Bohai Pharmaceuticals Group (BOPH) is one of the thousands of tiny Chinese companies that few U.S. investors know anything about, but it's deeply engaged in that vast nation's mainstream business of making and distributing "traditional Chinese medicines." Such drugs are made mainly from organic and natural ingredients such as herbs and honey that the bulk of the nation's 1.4 billion people use to treat common ailments like back pain, asthma, influenza and heart problems.
Traditional Chinese medicines have been around for thousands of years, and the Chinese have come to depend on them. But people in the rural areas, where majority of the population resides, often can't afford them. So last year, the Chinese government started an expansive insurance coverage for 90% of its population, focused mostly on the rural areas where farmers and low-income workers live. The government's new insurance plan will cost it dearly – some $123 billion -- and Beijing aims to extend the help to the entire population by 2011.

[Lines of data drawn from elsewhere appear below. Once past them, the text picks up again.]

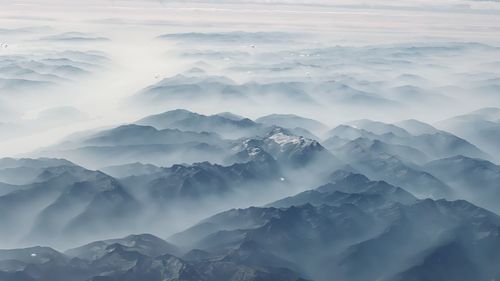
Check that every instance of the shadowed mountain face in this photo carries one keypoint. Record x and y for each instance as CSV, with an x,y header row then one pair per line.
x,y
249,140
135,257
355,237
481,127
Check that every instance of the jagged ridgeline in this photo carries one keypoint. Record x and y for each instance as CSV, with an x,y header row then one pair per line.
x,y
364,200
249,140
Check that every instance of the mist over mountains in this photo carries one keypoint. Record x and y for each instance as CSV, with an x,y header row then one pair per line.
x,y
249,141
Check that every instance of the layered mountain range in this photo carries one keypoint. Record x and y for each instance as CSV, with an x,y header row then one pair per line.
x,y
281,197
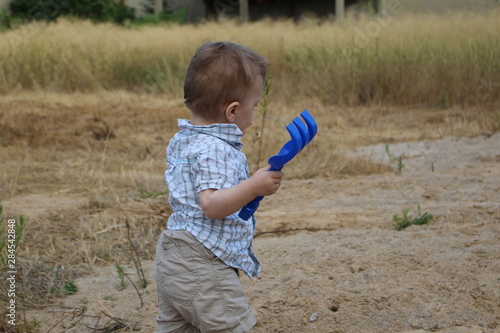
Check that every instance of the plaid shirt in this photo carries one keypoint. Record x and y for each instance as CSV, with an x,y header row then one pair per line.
x,y
210,157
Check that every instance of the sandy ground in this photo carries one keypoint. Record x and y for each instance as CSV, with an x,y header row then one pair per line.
x,y
333,262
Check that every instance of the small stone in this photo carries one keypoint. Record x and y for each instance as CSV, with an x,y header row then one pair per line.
x,y
313,317
492,325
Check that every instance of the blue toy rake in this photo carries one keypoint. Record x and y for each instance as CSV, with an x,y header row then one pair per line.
x,y
301,134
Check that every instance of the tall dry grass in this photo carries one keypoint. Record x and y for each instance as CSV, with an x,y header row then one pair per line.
x,y
398,60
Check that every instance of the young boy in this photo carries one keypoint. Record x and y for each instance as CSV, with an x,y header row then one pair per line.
x,y
206,243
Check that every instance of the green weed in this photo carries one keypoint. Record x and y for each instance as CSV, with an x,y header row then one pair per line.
x,y
399,160
70,287
121,275
406,220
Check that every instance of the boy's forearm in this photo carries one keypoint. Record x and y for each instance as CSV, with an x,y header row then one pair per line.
x,y
217,204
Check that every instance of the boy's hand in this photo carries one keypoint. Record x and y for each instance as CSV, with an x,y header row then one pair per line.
x,y
265,182
217,204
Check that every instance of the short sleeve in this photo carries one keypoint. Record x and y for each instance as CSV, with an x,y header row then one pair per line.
x,y
215,168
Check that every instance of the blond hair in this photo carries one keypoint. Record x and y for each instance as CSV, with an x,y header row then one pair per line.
x,y
220,73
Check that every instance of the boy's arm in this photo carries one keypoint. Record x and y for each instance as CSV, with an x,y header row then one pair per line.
x,y
217,204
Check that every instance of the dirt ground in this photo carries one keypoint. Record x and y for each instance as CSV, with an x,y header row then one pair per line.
x,y
80,166
345,268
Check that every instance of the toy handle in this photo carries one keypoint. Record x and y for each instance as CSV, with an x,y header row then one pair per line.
x,y
249,209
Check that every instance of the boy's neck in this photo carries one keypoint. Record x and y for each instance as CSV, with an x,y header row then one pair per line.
x,y
200,121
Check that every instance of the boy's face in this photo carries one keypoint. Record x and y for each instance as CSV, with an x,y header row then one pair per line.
x,y
244,116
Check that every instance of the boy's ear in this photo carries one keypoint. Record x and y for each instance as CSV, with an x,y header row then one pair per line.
x,y
231,111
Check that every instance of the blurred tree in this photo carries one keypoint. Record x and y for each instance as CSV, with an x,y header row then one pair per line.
x,y
49,10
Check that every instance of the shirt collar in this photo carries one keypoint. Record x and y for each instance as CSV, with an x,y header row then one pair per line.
x,y
229,133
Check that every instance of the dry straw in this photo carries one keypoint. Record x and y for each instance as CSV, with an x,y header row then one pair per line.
x,y
398,60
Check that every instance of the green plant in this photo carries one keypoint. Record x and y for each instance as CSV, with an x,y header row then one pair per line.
x,y
70,287
179,17
121,275
406,220
399,160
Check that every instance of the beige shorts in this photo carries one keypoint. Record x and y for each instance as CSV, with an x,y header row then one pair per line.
x,y
197,292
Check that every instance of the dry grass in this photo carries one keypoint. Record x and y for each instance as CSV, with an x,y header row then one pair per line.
x,y
81,164
399,60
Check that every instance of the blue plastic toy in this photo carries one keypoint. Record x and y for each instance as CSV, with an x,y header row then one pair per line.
x,y
301,134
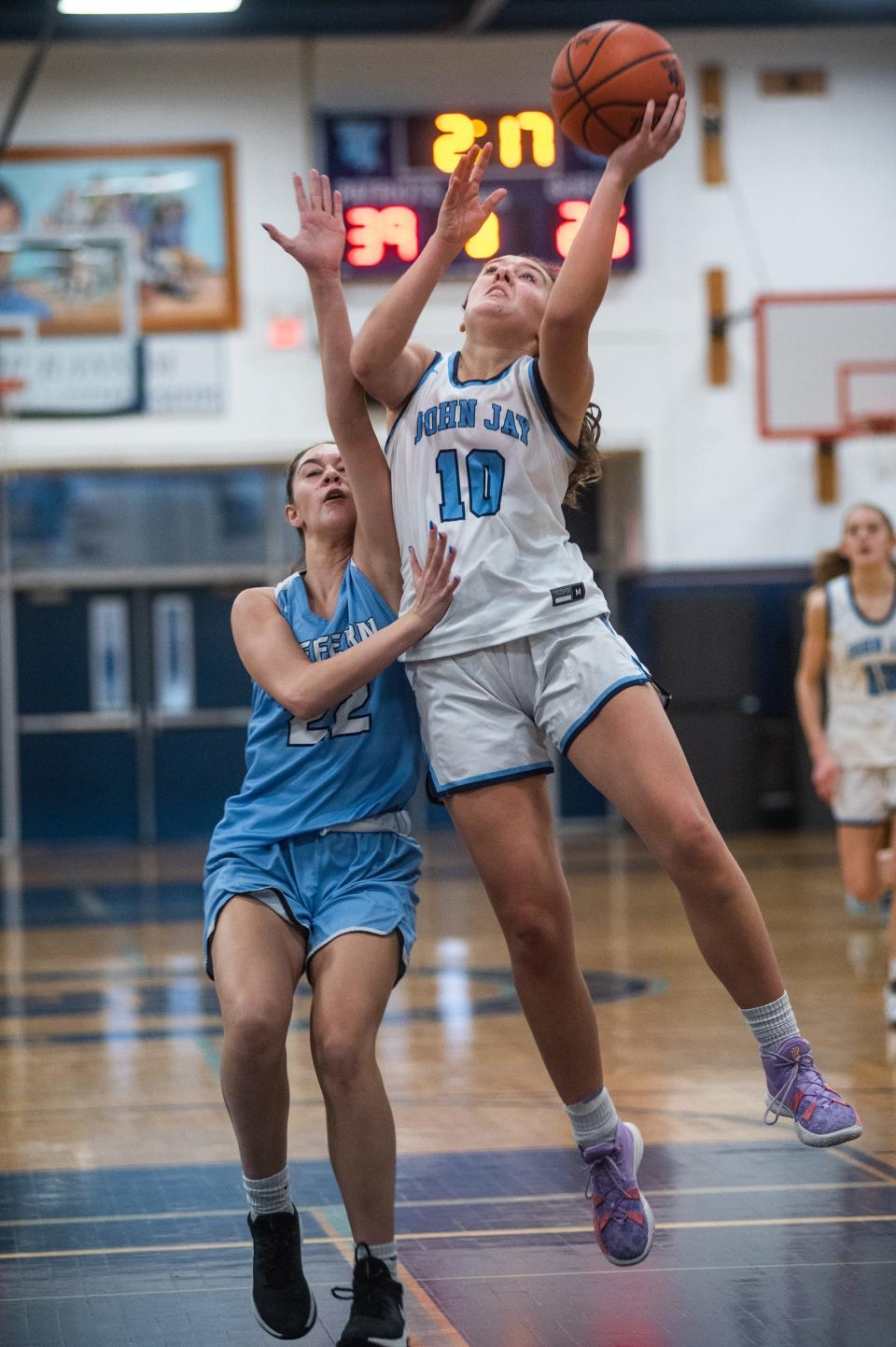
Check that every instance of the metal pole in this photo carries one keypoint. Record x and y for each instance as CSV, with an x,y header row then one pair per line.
x,y
11,817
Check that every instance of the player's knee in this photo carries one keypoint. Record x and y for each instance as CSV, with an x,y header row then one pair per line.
x,y
695,848
535,936
255,1028
340,1058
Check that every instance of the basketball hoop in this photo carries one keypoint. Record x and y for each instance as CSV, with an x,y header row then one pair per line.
x,y
877,423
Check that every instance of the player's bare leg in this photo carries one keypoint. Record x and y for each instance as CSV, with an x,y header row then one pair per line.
x,y
887,876
525,885
857,849
258,963
522,873
629,751
352,979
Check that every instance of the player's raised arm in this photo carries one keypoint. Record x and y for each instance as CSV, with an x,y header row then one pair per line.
x,y
385,358
318,248
583,276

That should be a huge boon to Bohai Pharmaceuticals, which is just starting to catch the eye of some U.S. investors. Although it's still a relatively tiny company, whose earnings in fiscal 2010 (ended June 30) totaled $9 million on sales of $58 million, it's one of the largest makers and distributors of traditional Chinese medicines. It provides prescription medicines to hospitals and pharmacies, and sells nonprescription drugs to retail stores in China's big cities.
No Plans to Enter the U.S. Market
Bohai's, stock, which started trading over-the-counter in the U.S. in January 2010 at $1.80 a share, is currently trading at $1.90, and is still very much unknown among investors in America. But as China's new extensive insurance coverage plan takes hold, some pros expect the pharmaceutical company to attract more attention in the U.S. They're betting that Bohai will become a "new China play" anchored on an accelerated growth of the pharmaceutical industry in that country.
Analyst Patrick A. Murphy of Murphy Analytics figures the company has the potential of boosting its earnings to $7 a share in 2011 and to $11 in 2012 based on the Bohai's projected sales and earnings.
"In time, we expect U.S. investors will come to recognize Bohai's solid fundamentals based on the fast growing demand for its products in China," says Bohai Chairman and CEO Hong Wei Qu. He says Bohai doesn't plan on selling products in the U.S. anytime soon. "Demand from our markets in China are huge enough to keep us busy for some time," he adds.
Products With Government "Protection"
Although the roots of traditional Chinese medicine date back thousands of years, "Bohai's manufacturing and operational procedures are the most modern and most advanced," says Hong, who made a presentation last week to U.S. institutional investors, analysts and brokers at the Rodman & Renshaw Annual Global Investment Conference in New York.
He says the government regulates the manufacturing of traditional medicines and demands high production quality, safety and efficacy before approving them. Bohai's products are among those that carry government "protection" that's equivalent to patents. Bohai produces 15 traditional pharmaceutical products and has been issued licenses to produce 29 products, all derived from herbal and organic sources in both prescription and over-the-counter products.
The company's production facilities in Yantai City in Shandong province is a state-of-the-art facility "that meets or exceeds the government's "Good Manufacturing and Quality Management Practice" standards, notes Murphy Analytics.
Bohai's CEO Hong says the company will strongly benefit from the government's expansion of insurance coverage to people in the rural areas because that would constitute a new large market of farmers and other low-income workers now be able to buy medicines through insurance reimbursements. One of Bohai's two flagship products is a nonprescription drug that treats lung ailments, and the other is a prescription drug for severe arthritis.
"The government insurance-driven medicine sales in the rural areas will be a huge contributor to Bohai's future growth," says Gordon McBean, head of capital markets unit at Euro Pacific Capital, which owns shares and has done banking for Bohai. The macroeconomic environment in China, he says, bodes well for the expansion of Bohai's market share given the growing demand for traditional medical cures.
According to McBean, Boha is still a very much undiscovered stock and one of the most undervalued Chinese stocks trading in the U.S. based on its growth potential and earnings capability.
So what are Bohai's bottom-line prospects in China? Murphy Analytics estimates that it has the potential of sustaining strong sales growth through fiscal 2012. In a reported dated Sept. 10, 2010, Murphy Analytics figures that earnings will climb to $13.9 million, or 48 cents a share, on projected revenues of $77.5 million, jumping to 78 cents in fiscal 2012 based on estimated revenues of $96.8 million. Gene Hsiao, chief financial officer of Bohai, says the company hasn't yet provided any guidance about future sales and earnings.
Considering the wide popularity and appeal of traditional medicines in China, it looks like a healthy bet that Bohai could be an even bigger player in that country's medical industry -- and it could be an attractive investment.